Русский мужик не любит признаваться в нежных чувствах.
– А мачеха действительно не любила жены твоей? – спросил я его.
– Нет, не любила, – отвечал он мне коротко и обратился более к Сергеичу. – Тут тоже, голова, как и судить: хоть бы бабе моей супротив девок первые годы житье было не в пример лучше, только то, братец ты мой, что все она мне ее подводила! Вот тоже этак, в отлучке, когда на работе: «Рубашек, говорит, тебе не послала, поклону не приказывала», и кажинный, голова, раз, как с работы воротишься, кажинный раз так сделает, что я Катюшку либо прибраню, либо и зуботычину дам.

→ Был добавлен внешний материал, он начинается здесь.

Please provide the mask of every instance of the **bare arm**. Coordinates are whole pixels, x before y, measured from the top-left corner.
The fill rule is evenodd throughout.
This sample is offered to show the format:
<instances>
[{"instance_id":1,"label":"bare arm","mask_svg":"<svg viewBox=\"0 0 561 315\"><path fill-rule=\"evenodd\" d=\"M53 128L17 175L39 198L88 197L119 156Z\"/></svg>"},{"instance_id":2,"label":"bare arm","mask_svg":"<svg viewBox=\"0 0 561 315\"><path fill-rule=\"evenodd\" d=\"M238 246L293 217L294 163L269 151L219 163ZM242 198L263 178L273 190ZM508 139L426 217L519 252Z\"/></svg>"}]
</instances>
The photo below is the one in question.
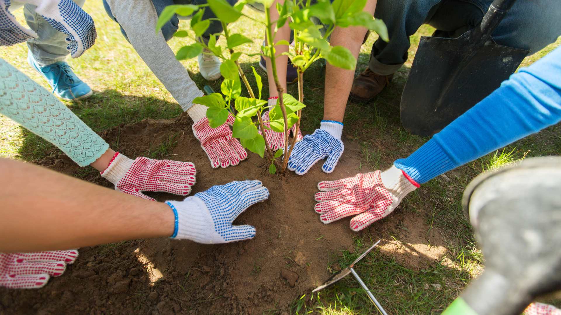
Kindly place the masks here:
<instances>
[{"instance_id":1,"label":"bare arm","mask_svg":"<svg viewBox=\"0 0 561 315\"><path fill-rule=\"evenodd\" d=\"M0 159L0 252L76 248L168 237L169 206Z\"/></svg>"},{"instance_id":2,"label":"bare arm","mask_svg":"<svg viewBox=\"0 0 561 315\"><path fill-rule=\"evenodd\" d=\"M364 11L374 14L376 2L377 0L368 0ZM366 28L358 26L336 27L331 34L331 45L346 47L357 58L366 30ZM354 71L345 70L328 64L325 69L324 119L343 121L354 76Z\"/></svg>"}]
</instances>

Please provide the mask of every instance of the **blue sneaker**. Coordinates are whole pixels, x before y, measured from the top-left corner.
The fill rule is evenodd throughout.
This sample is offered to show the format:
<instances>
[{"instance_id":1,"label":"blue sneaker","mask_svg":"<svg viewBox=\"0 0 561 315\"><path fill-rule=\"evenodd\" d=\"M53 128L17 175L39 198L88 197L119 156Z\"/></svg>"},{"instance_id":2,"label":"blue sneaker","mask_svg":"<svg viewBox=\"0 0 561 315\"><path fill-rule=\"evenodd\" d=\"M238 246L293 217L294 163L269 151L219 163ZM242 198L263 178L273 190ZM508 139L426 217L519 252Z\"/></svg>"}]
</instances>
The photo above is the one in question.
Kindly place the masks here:
<instances>
[{"instance_id":1,"label":"blue sneaker","mask_svg":"<svg viewBox=\"0 0 561 315\"><path fill-rule=\"evenodd\" d=\"M72 68L64 61L41 67L33 58L31 52L27 54L27 62L43 75L53 88L55 95L69 100L85 99L91 96L91 89L76 76Z\"/></svg>"}]
</instances>

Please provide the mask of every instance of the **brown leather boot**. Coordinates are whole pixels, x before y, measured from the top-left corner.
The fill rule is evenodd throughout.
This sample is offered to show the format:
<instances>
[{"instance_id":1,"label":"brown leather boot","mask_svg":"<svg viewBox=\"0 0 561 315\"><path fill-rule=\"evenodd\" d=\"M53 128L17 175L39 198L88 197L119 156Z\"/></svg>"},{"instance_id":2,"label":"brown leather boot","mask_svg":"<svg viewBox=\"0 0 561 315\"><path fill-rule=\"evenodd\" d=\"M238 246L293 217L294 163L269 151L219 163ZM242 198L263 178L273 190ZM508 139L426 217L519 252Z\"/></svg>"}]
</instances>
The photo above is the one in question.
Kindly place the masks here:
<instances>
[{"instance_id":1,"label":"brown leather boot","mask_svg":"<svg viewBox=\"0 0 561 315\"><path fill-rule=\"evenodd\" d=\"M355 78L351 89L351 97L361 101L369 101L378 95L392 82L393 73L388 76L376 74L370 68Z\"/></svg>"}]
</instances>

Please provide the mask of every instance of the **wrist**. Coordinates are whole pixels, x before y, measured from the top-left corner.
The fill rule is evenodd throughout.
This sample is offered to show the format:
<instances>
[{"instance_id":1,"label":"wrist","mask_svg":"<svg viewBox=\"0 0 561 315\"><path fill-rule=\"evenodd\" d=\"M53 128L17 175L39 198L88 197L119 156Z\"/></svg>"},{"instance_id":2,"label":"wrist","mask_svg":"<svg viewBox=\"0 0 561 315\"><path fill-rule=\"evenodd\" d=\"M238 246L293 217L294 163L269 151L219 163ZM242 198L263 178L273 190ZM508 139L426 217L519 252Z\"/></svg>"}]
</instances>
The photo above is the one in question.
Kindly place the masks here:
<instances>
[{"instance_id":1,"label":"wrist","mask_svg":"<svg viewBox=\"0 0 561 315\"><path fill-rule=\"evenodd\" d=\"M194 104L187 110L187 113L193 119L194 122L197 122L206 117L206 110L208 108L200 104Z\"/></svg>"},{"instance_id":2,"label":"wrist","mask_svg":"<svg viewBox=\"0 0 561 315\"><path fill-rule=\"evenodd\" d=\"M341 140L343 133L343 123L335 121L321 121L320 129L329 133L334 138Z\"/></svg>"},{"instance_id":3,"label":"wrist","mask_svg":"<svg viewBox=\"0 0 561 315\"><path fill-rule=\"evenodd\" d=\"M117 185L132 166L134 160L118 152L115 153L109 165L100 174L104 178Z\"/></svg>"}]
</instances>

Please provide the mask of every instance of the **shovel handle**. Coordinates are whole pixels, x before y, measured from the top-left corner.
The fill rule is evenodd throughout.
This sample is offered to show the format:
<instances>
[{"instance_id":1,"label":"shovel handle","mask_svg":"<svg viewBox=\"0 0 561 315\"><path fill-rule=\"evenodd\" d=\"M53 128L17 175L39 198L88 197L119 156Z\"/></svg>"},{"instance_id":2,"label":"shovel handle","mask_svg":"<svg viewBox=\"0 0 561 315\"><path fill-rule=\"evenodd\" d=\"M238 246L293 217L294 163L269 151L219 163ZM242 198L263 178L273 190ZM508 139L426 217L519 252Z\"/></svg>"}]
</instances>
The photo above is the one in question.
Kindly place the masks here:
<instances>
[{"instance_id":1,"label":"shovel handle","mask_svg":"<svg viewBox=\"0 0 561 315\"><path fill-rule=\"evenodd\" d=\"M495 0L489 6L487 13L483 16L481 23L476 27L473 38L482 44L491 37L491 34L500 23L503 18L512 7L516 0Z\"/></svg>"}]
</instances>

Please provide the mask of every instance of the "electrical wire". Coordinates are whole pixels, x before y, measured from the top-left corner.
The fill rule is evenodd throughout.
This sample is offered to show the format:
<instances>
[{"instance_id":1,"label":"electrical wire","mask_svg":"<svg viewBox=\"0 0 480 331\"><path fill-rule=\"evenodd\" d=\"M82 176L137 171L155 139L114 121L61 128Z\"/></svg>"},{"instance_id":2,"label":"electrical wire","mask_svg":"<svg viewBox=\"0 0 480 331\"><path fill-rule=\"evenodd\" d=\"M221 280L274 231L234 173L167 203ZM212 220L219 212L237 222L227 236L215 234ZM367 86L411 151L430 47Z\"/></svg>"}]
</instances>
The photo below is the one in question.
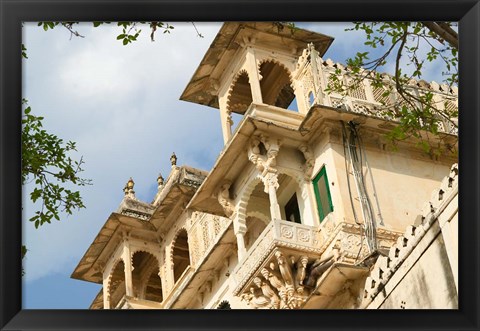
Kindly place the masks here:
<instances>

Та, братец ты мой, терпела, терпела да и стала говорить: «За что ты, говорит, меня тиранишь? Это, говорит, оттого, что у тебя полюбовница есть». – «Какая, говорю, полюбовница?» – «Бочариха», говорит. Ну и тоже греха не утаишь: в парнях с Бочарихой гулял, только то, что года два почесть ее и в глаза уж не видал. – «Кто это тебе, говорю, сказывал?» Сначала, голова, не открывала, а тут говорит: матка сказывала, слышь!
– Так, так, сомущали, значит, – подтвердил Сергеич.
– Еще как, голова, сомущали-то, – продолжал Петр. – Вышла мне такая оказия, братец, в Кострому идти работать – ладно. Только перед самым моим этим отходом Федоска такую штуку подвела, слышь: сложила, уж будто бы Катюшка с извозчиком Гришкой – знавал, може? – Что будто бы, братец ты мой, Катюшка бегала без меня к матке на праздник; весь народ по улице гулял, а они с Гришкой ушли в лес по черницу. Дело-то, знаешь, на отходе было, выпивши; я на Катюшку и взъелся, а она стала сглупа-то браниться: пошто пью. Я и прибил ее, и шибко прибил. Что же, голова, опосля узнал? Катюшка, слышь, и на праздник к матке не ходила. Стало мне ее, голова, хошь бы и жалко. Как пришел втепоры в Кострому, сейчас купил ей ситцу на сарафан, два плата, босовики и послал с ходоком. И ты, братец ты мой! И пошла у них из-за этого пановщина: девки позавидовали, обозлились на Катюшку, матка тоже пуще всех, и к батьке с жалобой. «Вот, говорит, он какой: ни мне, ни девкам твоим по наперсточку не присылывал, а все в женин сундук валит». Батька, известно, осерчал, говорит Катюшке: «Поди принеси наряды, что муж прислал». Ну, та, голова, молода еще была, глупа, нарядиться тоже охота, взяла будто пошла за нарядами, да к матке и убежала, там их и спрятала, а сама домой нейдет: боится. Батька, однако, оттель ее ссягнул и бить прибирается: давай, да и только, наряды! И отняли таким манером: матка взяла себе босовики и сарафан, а девки по плату разделили.